You don’t usually run the worker for the life of the workflow, you run it for a long time as a server/system that handles all workflows.
The examples (tried encryption one) seem to be not working as expected.
I tried something like below in my setup (k8s, workers running as deployment with autoscaling, sync activities with custom ThreadPoolExecutor etc), this seems to be working (had sync activity that was sleeping etc, so once I sent SIGTERM, it was waiting for it to finish before exiting etc).
import signal
async def handler():
print("shutting down worker")
await worker.shutdown()
print("finished shutting down worker")
if __name__ == "__main__":
loop = asyncio.get_event_loop()
for signame in ('SIGINT', 'SIGTERM'):
loop.add_signal_handler(getattr(signal, signame),
lambda: asyncio.create_task(handler()))
loop.run_until_complete(main())
@Chad_Retz Not sure the interaction between temporal asyncio loop and what I have done above. Does the above one look okay? anything I should be aware of?
This seems ok (I can’t see main() but I assume it’s just awaiting a worker.run()). I can’t think of anything you need to be aware of so long as you’re properly awaiting the worker run.
Thanks, I have rolled out this in prod, tested this multiple times (by doing rolling restart etc), seems to be working fine so far, will keep an eye on it.

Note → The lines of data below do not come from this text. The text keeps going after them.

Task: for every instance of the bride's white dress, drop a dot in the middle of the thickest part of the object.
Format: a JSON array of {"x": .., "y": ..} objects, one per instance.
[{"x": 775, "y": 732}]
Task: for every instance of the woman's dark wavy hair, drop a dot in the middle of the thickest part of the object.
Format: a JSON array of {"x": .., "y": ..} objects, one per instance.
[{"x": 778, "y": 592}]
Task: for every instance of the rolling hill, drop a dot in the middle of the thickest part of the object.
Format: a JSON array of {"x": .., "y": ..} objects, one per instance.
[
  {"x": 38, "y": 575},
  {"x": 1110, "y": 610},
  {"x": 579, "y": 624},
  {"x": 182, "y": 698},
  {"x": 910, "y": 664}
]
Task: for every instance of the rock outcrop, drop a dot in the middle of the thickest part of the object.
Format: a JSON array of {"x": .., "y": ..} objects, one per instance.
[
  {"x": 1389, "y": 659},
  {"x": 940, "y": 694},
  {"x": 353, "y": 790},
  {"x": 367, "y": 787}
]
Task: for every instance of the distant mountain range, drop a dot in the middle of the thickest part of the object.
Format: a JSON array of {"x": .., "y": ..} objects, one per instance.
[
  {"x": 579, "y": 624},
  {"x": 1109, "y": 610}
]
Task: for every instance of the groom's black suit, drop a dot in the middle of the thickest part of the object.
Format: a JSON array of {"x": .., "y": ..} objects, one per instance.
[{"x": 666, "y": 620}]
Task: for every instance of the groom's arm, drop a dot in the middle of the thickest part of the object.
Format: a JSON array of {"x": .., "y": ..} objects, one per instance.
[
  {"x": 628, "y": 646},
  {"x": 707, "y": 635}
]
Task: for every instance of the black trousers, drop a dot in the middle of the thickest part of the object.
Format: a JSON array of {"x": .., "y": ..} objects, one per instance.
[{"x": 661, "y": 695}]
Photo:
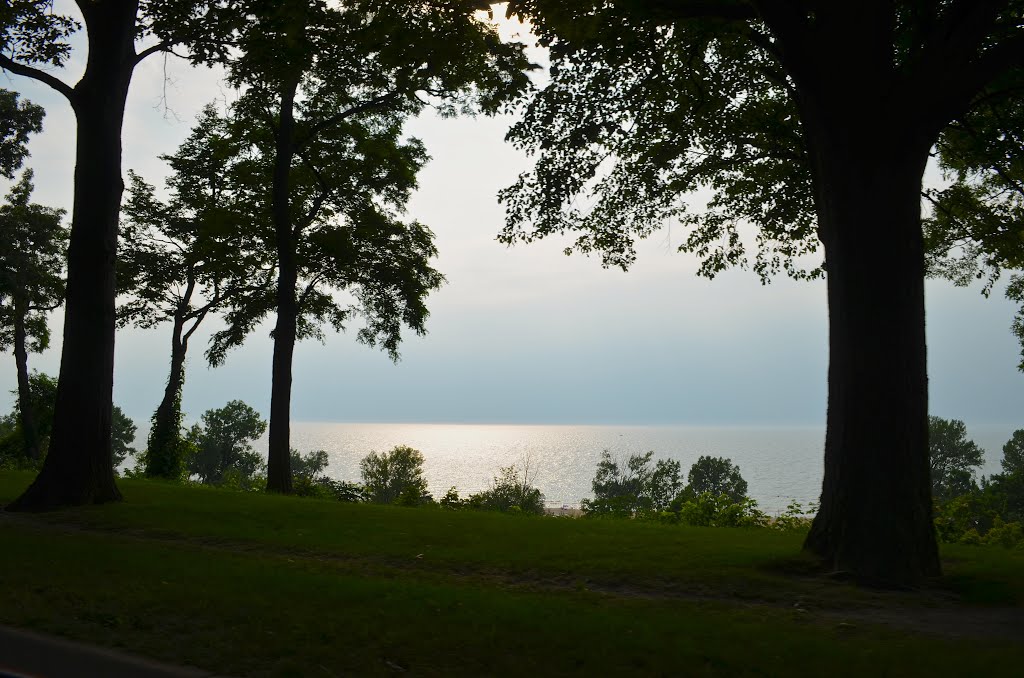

For reference, here is the full code, including the main
worker = None
async def handler():
print("signal received, shutting down worker")
await worker.shutdown()
print("finished shutting down worker")
async def main():
logging.basicConfig(level=logging.INFO)
with open(settings.TEMPORAL_CLOUD_TLS_CERT, "rb") as f:
client_cert = f.read()
with open(settings.TEMPORAL_CLOUD_TLS_KEY, "rb") as f:
client_private_key = f.read()
client = await Client.connect(
settings.TEMPORAL_CLOUD_HOST_PORT,
namespace=settings.TEMPORAL_CLOUD_NAMESPACE,
tls=TLSConfig(
client_cert=client_cert,
client_private_key=client_private_key,
),
data_converter=pydantic_data_converter,
)
with concurrent.futures.ThreadPoolExecutor(
max_workers=settings.TEMPORAL_WORKER_MAX_THREADS
) as activity_executor:
global worker
worker = Worker(
client,
task_queue=settings.TEMPORAL_CLOUD_TASK_QUEUE,
workflows=[MyWorkflow],
activities=[
my_activity,
],
activity_executor=activity_executor,
workflow_runner=new_sandbox_runner(),
graceful_shutdown_timeout=timedelta(seconds=300),
)
await asyncio.gather(worker.run())
if __name__ == "__main__":
loop = asyncio.get_event_loop()
for signame in ("SIGINT", "SIGTERM"):
loop.add_signal_handler(
getattr(signal, signame), lambda: asyncio.create_task(handler())
)
loop.run_until_complete(main())